BYU

Office of Research Computing

Storage

hard_disk_small.jpg Office of Research Computing data storage offerings are to be used in conjunction with high performance compute processing performed on Office of Research Computing compute resources. Data for other purposes should be held elsewhere.
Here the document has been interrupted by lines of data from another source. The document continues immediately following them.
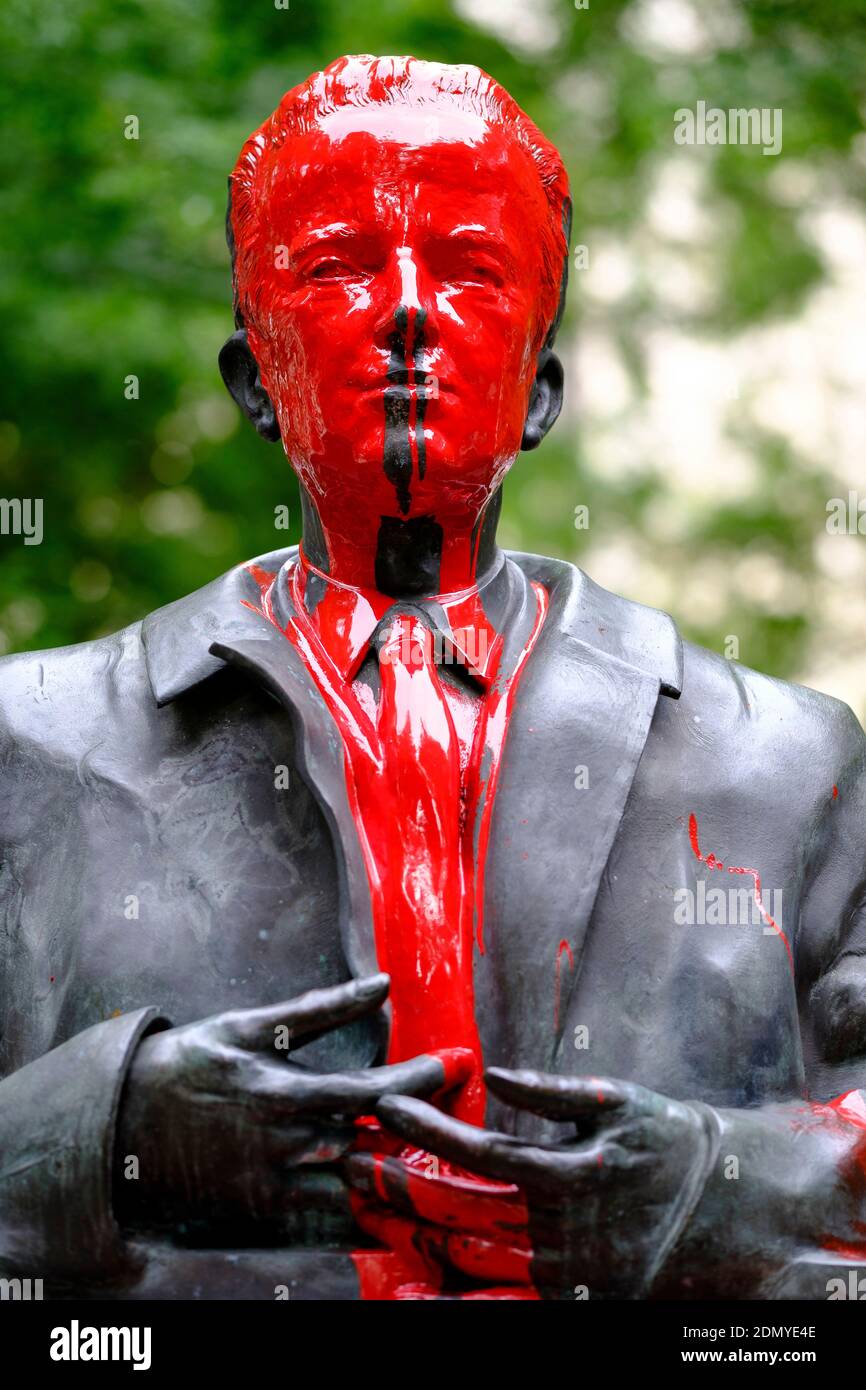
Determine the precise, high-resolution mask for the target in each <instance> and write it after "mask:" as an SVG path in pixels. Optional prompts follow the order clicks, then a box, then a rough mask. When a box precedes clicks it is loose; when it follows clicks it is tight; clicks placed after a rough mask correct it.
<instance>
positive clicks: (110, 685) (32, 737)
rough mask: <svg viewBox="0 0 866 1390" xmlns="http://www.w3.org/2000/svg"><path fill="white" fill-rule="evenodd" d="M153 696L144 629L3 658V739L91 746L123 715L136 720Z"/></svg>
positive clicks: (56, 745)
mask: <svg viewBox="0 0 866 1390" xmlns="http://www.w3.org/2000/svg"><path fill="white" fill-rule="evenodd" d="M147 691H149V682H147V670H146V664H145V653H143V645H142V624H140V623H132V624H131V626H129V627H125V628H122V630H121V631H118V632H111V634H110V635H107V637H99V638H95V639H93V641H89V642H78V644H74V645H71V646H56V648H47V649H44V651H38V652H17V653H13V655H10V656H4V657H1V659H0V739H3V742H7V744H8V741H13V742H22V744H28V745H44V746H46V749H50V748H51V746H54V748H57V746H58V745H64V746H65V745H71V744H76V742H86V741H88V739H90V742H92V741H93V739H95V737H96V735H99V733H100V730H101V733H103V735H104V730H106V720H107V719H114V720H115V719H117V717H118V710H120V709H121V708H124V712H126V710H128V717H131V719H132V717H135V705H136V702H140V699H143V698H145V695H146V694H147Z"/></svg>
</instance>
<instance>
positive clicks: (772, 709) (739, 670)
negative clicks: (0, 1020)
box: [0, 57, 866, 1300]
Rent or Purchase Additional Storage

Please see this document to learn more about rental and purchase options.

Storage Resources Summary

Name Path Default Quota Backed Up Purpose
Home Directory /home/username or ~/ 1 TB (1000 GB), 1 million files Yes Critical data to be retained, source codes, small file processing
Scratch or Compute ~/compute 20 TB (20480 GB), 1 million files No Temporary files, in processing data, large file processing
Group ~/fsl_groups/groupname 40 GB, 1 million files Yes Shared data sets and results, group small file processing
Group Scratch ~/fsl_groups/groupname/compute 20 TB (20480 GB), 1 million files No Temporary files, in processing data, and large file processing of group shared data
tmp or local scratch /tmp N/A No Limited storage on compute nodes for in processing scratch data

Home Directories

  • Home directories should be used to store code and data deemed critical and worth being backed up
  • Home directories are accessible from compute nodes and may be used for storing small files being processed against, but should not be used to store temporary scratch data
  • The default quota is 1 TB and 1 million files, but requests may be made for more if appropriate
  • Data in home directories is backed up daily

Scratch, or Compute, Storage

  • Scratch storage is expensive high performance storage to store large data and results
  • Users should take the time to periodically clean up scratch storage and free up space for others
  • There is a 20 TB, 1 million file quota on user scratch storage
  • Data in scratch is not backed up, unless you back up manually

Group Storage

  • Group Storage should be used like home directories, with the added benefit of being able to share files with other users
  • The default quota for a group is 40 GB and 1 million files
  • Data in group storage is backed up daily
  • See the Group File Sharing page for more information

Group Scratch Storage

  • Group scratch storage should be used like scratch storage, with the added benefit of being able to share files with other users
  • There is a 20 TB, 1 million file quota on group scratch storage
  • Group scratch storage is not backed up, unless you back up manually

tmp, or Local Scratch Storage

  • tmp storage uses the local hard drive on the node the job is running on
  • Users may create temporary files and directories in /tmp for local scratch file needs
  • Users are responsible for and should automate cleaning up of /tmp after every job
  • Each compute node has limited space. This may vary from about 30 GB to over 800 GB
  • We recommend using the path `/tmp/$SLURM_JOB_ID` to make sure that the directory is unique for each job.
  • An example script to manage the cleanup follows:
#!/bin/bash
#SBATCH --nodes=1 --ntasks=8
#SBATCH --mem=16G
#SBATCH --time=3:00:00

TMPDIR=/tmp/$SLURM_JOB_ID

# prepare function to clean up directory if job is killed, etc
# NOTE: THIS IS NOT EXECUTED UNTIL THE SIGNAL IS CALLED.
cleanup_scratch() {
    echo "Cleaning up temporary directory inside signal handler, meaning I either hit the walltime, or deliberately deleted this job using scancel"
    rm -rfv $TMPDIR
    echo "Signal handler ended at:"
    date
    exit 1
}

#Now, associate this function with the signal that is called when the job is killed, or hits its walltime
trap 'cleanup_scratch' TERM

#Now, initial setup of temporary scratch directory
echo "Creating scratch directory at $TMPDIR"
mkdir -pv $TMPDIR 2>&1

#PUT CODE TO COPY YOUR DATA INTO $TMPDIR HERE IF NECESSARY
#DO WHATEVER YOU NEED TO DO TO GET YOUR SOFTWARE TO USE $TMPDIR. THIS WILL DEPEND ON THE SOFTWARE BEING USED
#PUT CODE TO RUN YOUR JOB HERE

echo "Cleaning up temporary directory at end of script, meaning that the job exited cleanly"
rm -rfv $TMPDIR